Question: What is a metaphor?
Answer: It’s for all those times when only a meta will do.
Question: What is a catastrophe?
Answer: A catastrophe is what you have to pay after the catastro.
As far as I know, those are original. They popped into my head while I was driving, but I might have heard them decades ago and they just decided to swim up to the surface of my consciousness. I’m sure there’s a website where you could solve the question.
Continuing my non-serious theme, here’s the cute animal picture. Can you identify the animal?
It’s a wild chinchilla. I took the photo in Machu Pichu. According to Wikipedia, they are crepuscular mammals, which I suppose means that they move around mainly at dusk. I snapped him around 11 a.m., so this guy was up very early. He was sitting in a gap in the ruins caused by an earthquake, about 15 ft. (5 meters) away, and didn’t seem to mind a bunch of tourists oohing and ahhing over him. The Incas are world famous for their large irregular stone construction techniques, but they also used coursed stone, with equal sized blocks, for some important buildings, though as you can see here, it is not as stable. The buildings made of irregular fitted blocks have not shifted at all.
This is still a fairly short post, so I will bulk it up with a poem from my archives.
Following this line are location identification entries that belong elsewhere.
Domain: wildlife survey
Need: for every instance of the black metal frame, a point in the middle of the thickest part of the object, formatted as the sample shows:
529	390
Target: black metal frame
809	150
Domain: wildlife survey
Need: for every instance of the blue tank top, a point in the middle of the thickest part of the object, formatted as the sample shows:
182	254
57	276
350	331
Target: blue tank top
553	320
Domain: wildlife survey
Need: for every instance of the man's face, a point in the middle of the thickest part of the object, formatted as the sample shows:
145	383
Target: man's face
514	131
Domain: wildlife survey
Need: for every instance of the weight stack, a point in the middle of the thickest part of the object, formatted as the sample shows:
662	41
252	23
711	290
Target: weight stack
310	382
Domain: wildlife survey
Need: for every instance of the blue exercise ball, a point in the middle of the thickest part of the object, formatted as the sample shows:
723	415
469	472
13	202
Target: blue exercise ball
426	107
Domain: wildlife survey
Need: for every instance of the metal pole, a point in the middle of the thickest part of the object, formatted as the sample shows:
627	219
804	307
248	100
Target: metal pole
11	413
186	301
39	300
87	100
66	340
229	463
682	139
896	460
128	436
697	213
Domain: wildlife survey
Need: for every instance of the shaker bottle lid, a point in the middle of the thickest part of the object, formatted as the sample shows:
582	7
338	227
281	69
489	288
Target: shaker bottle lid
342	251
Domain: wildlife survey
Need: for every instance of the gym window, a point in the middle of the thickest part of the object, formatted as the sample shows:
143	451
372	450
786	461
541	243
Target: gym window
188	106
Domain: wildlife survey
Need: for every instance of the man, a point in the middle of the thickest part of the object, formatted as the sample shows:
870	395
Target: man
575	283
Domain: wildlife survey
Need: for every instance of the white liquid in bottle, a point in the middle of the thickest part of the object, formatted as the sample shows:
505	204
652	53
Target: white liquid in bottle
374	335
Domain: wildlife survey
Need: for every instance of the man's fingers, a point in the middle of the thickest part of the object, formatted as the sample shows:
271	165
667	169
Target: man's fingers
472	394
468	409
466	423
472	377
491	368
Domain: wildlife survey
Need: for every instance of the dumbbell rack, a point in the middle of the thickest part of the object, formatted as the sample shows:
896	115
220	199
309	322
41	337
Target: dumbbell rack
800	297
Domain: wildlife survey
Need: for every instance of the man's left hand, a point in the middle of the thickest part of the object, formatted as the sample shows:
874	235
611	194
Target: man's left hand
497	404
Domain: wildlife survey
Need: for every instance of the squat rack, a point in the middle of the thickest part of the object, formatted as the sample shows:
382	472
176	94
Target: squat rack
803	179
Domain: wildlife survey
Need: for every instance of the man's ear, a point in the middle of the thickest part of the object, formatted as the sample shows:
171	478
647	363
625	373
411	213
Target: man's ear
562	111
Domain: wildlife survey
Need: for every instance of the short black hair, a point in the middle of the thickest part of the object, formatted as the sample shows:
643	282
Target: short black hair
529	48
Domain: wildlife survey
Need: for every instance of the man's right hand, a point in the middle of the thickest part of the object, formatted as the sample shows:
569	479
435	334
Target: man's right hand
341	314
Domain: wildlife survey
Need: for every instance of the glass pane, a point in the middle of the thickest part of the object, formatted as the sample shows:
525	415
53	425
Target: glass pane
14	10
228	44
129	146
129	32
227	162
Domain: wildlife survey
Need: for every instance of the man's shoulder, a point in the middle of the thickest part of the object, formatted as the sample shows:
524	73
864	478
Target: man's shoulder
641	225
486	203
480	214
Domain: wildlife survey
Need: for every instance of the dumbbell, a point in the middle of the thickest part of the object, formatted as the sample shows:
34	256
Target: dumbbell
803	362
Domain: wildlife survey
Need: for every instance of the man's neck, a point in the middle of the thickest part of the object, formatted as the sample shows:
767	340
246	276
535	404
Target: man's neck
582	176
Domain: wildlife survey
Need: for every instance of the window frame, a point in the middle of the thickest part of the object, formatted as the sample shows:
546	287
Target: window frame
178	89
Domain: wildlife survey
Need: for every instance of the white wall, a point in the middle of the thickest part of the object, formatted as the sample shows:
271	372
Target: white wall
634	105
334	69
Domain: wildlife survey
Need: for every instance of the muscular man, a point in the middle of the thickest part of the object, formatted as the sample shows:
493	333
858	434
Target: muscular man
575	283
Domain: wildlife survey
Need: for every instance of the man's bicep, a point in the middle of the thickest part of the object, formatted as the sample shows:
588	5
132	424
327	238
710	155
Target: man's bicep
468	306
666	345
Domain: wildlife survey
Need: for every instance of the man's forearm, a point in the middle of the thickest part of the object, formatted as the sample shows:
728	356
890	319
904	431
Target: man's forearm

The poem could be considered serious, but it’s short.
Your Poised Hand
1
These clothes my former lover made
Fit even better as they fade.
2
There’s frequently a lot of dust
in what we think is solid sand.
In finding out you never trust
your eye or how it feels in hand.
To quench such curiosity,
fling it to the wind! You’ll see
the powder, born in falling grit,
billow, and abandon it.
Then you’ll know exactly just
how much rock and how much dust
were in that pile of so-called sand,
lately lying in your poised hand.
3
Exactly what you had will then
be known, and never known again.
The clothes she made are wearing thin.